This can be used for a variety of use cases, including:

- Response validation
    - Ask the LLM to double-check previously generated outputs.
- Parallel prompts
    - Create multiple prompts in parallel and do a final pass to merge them. For example, ask multiple LLMs to generate multiple recipes in parallel and use the combined result to create a shopping list.
- Writing stories
    - Leverage the LLM to write books or stories by breaking down the problem into components. For example, by first writing a summary, developing characters, and building the story beats before diving into creating the dialogue.

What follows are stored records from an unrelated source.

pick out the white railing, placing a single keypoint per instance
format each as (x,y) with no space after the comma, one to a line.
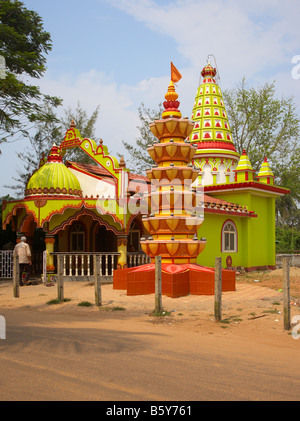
(137,259)
(80,265)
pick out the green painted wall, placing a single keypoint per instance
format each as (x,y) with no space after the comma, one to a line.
(256,236)
(211,229)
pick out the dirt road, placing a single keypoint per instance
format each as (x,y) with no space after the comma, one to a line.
(67,352)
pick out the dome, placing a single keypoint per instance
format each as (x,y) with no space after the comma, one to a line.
(53,178)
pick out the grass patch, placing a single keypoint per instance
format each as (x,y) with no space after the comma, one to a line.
(85,304)
(57,301)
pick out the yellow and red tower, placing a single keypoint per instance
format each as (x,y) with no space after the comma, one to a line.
(216,157)
(174,214)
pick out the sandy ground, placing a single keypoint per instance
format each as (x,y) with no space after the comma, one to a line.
(121,351)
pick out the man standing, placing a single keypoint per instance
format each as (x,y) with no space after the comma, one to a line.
(22,250)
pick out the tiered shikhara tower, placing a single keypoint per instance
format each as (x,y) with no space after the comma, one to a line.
(174,215)
(216,157)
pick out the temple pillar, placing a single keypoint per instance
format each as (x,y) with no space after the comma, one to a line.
(50,241)
(122,249)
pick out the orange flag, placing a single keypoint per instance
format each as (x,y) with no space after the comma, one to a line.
(175,75)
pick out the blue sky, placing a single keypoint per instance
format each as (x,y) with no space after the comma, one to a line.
(117,54)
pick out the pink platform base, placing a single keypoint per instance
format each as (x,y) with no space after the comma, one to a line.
(177,280)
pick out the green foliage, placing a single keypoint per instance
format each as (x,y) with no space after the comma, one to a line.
(7,237)
(23,44)
(139,159)
(86,126)
(264,126)
(47,133)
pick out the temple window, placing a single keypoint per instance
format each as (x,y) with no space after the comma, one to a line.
(229,237)
(77,238)
(134,238)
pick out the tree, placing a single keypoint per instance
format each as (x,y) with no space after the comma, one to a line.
(139,158)
(23,45)
(51,131)
(264,125)
(86,126)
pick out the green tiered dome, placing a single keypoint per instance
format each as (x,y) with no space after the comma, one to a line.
(212,133)
(53,178)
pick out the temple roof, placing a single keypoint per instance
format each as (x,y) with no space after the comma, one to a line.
(53,178)
(211,130)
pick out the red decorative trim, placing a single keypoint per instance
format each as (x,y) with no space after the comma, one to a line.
(84,211)
(249,184)
(257,268)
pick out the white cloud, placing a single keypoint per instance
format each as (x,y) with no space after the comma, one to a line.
(247,38)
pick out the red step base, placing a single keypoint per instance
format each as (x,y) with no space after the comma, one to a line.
(177,280)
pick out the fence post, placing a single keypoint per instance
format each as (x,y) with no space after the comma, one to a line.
(286,293)
(158,300)
(16,277)
(60,282)
(98,296)
(218,288)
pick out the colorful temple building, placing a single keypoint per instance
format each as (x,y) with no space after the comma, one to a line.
(200,200)
(239,222)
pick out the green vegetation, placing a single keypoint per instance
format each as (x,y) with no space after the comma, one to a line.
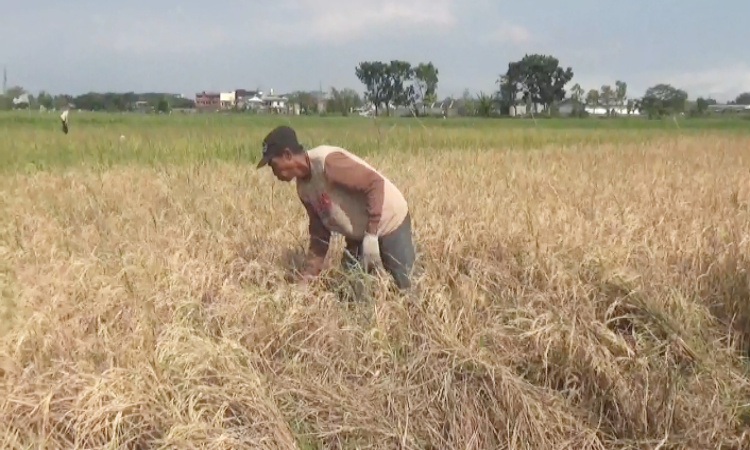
(32,140)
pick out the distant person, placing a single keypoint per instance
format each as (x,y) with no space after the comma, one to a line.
(344,194)
(64,119)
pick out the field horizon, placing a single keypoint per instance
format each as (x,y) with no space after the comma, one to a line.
(583,284)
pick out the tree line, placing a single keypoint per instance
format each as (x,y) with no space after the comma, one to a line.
(535,83)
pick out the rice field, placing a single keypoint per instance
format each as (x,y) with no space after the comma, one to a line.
(583,284)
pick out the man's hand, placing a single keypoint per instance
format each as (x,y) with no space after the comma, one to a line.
(370,252)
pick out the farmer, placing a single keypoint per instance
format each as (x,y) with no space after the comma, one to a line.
(344,194)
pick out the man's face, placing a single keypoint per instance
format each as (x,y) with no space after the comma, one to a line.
(282,167)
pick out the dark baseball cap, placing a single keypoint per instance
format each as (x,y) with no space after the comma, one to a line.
(280,138)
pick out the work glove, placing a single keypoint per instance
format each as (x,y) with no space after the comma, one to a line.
(370,252)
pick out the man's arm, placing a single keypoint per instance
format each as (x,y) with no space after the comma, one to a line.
(320,237)
(344,171)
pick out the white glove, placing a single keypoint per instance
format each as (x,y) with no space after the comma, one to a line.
(370,252)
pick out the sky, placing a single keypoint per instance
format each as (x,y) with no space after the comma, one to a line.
(189,46)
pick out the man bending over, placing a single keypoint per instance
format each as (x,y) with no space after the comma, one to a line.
(344,194)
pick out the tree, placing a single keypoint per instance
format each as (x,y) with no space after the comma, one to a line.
(663,99)
(425,82)
(540,78)
(376,78)
(577,94)
(621,92)
(401,91)
(701,106)
(343,101)
(510,88)
(484,105)
(162,106)
(592,98)
(607,98)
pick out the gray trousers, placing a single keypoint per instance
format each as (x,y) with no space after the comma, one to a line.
(396,253)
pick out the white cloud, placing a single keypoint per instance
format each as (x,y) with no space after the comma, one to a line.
(509,33)
(342,21)
(155,35)
(721,82)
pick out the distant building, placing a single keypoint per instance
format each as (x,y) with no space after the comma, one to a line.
(207,101)
(227,100)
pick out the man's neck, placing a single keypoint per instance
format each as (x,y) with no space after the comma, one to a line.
(304,166)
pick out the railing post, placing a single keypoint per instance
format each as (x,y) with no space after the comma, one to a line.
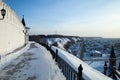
(79,76)
(56,56)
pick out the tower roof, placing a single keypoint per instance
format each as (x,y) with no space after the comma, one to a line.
(112,54)
(23,21)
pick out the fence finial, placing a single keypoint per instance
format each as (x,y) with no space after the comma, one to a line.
(56,56)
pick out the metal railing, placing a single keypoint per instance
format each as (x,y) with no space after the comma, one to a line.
(67,70)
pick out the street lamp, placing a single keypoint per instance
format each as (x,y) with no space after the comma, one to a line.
(3,13)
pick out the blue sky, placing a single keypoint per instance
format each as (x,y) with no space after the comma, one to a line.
(70,17)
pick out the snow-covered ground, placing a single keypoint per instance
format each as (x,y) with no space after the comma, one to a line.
(31,63)
(88,72)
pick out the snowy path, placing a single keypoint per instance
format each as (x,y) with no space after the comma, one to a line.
(34,64)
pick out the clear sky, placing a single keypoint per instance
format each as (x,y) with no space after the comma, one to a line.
(99,18)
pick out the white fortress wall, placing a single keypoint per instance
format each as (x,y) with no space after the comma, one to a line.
(11,31)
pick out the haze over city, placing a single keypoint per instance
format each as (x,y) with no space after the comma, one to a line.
(90,18)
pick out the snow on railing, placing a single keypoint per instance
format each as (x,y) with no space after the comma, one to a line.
(70,64)
(67,70)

# Reasoning with Generative Models


To allow for this reasoning behavior, it is a good moment to step back and explore what reasoning entails in human behavior. To simplify, our methods of reasoning can be divided into system 1 and 2 thinking processes.

### System 1:

System 1 thinking represents an automatic, intuitive, and near-instantaneous process. 
It shares similarities with generative models that automatically generate tokens without any self-reflective behavior. 

### System 2:
System 2 thinking is a conscious, slow, and logical process, akin to brainstorming and self-reflection.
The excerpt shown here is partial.